Die Entwicklung im Maßregelvollzug führt seit geraumer Zeit hin zu mehr Differenzierung. Herrschte in früheren Jahren der feste Glaube daran, jeder psychisch kranke Täter sei therapierbar, so glauben die Fachärzte inzwischen, dass es für manche auf absehbare Zeit keine Heilung gibt. Mit derzeitigen Methoden nicht therapierbar sind beispielsweise Personen mit narzistisch-dissozialen Persönlichkeitsstörungen sowie Patienten, die sadistisch veranlagt sind und schwere sexuell-motivierte Straftaten begangen haben. Diese Langzeitpatienten werden in NRW seit einigen Monaten auf besonderen Stationen untergebracht, wo sie nicht mehr behandelt werden. Die Klinik in Eickelborn wurde auf diese Weise um 72 Patienten entlastet, die sich nun in einer Übergangsklinik in Rheine befinden.

Nahlah Saimeh verteidigt das Konzept.

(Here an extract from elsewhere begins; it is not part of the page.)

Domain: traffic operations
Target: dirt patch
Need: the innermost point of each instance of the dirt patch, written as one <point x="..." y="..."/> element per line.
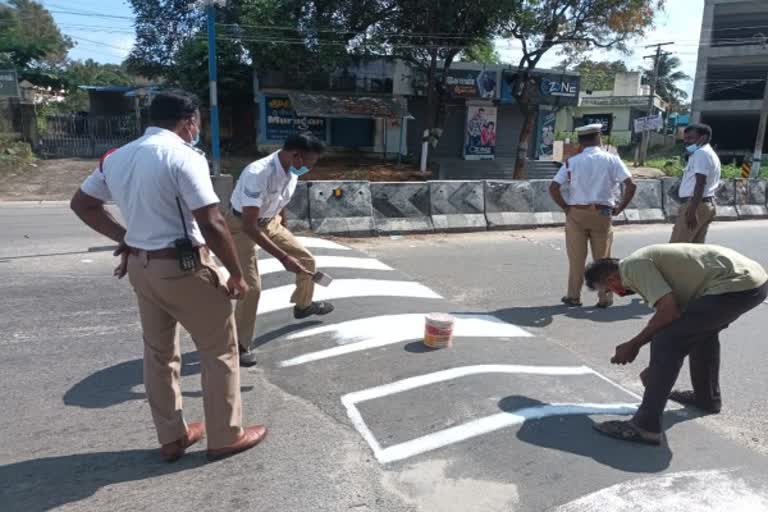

Menschen, die im Maßregelvollzug „therapiemüde“ geworden seien oder die „alles schlecht“ redeten, würden Therapieerfolge der übrigen Klienten negativ beeinflussen. Ein separater Lebensraum ohne Therapiedruck mit Arbeitsmöglichkeiten und einem strukturierten Tagesablauf sei für diese Patienten sinnvoll. Es müsse aber möglich bleiben, dass sie eines Tages in den normalen therapeutischen Prozess zurückverlegt würden.

Nicht jedes brutal-kriminelle Vorgehen sollte psychiatrisiert werden, sagt Saimeh. Sie deutet an, dass sie einige der „extrem gefährlichen“ Patienten lieber in irgendeinem Gefängnis als in ihrer ebenfalls hoch gesicherten Maßregelvollzugsklinik untergebracht sehen würde. Für diese so genannten „High-Risk-Patienten“ wird in Eickelborn derzeit „eine kleine Station mit zehn Plätzen“ eingerichtet. Die Differenzierung im Maßregelvollzug findet so ihre Fortsetzung. Irgendwo müssen schließlich auch jene bleiben, die wirklich niemand haben will.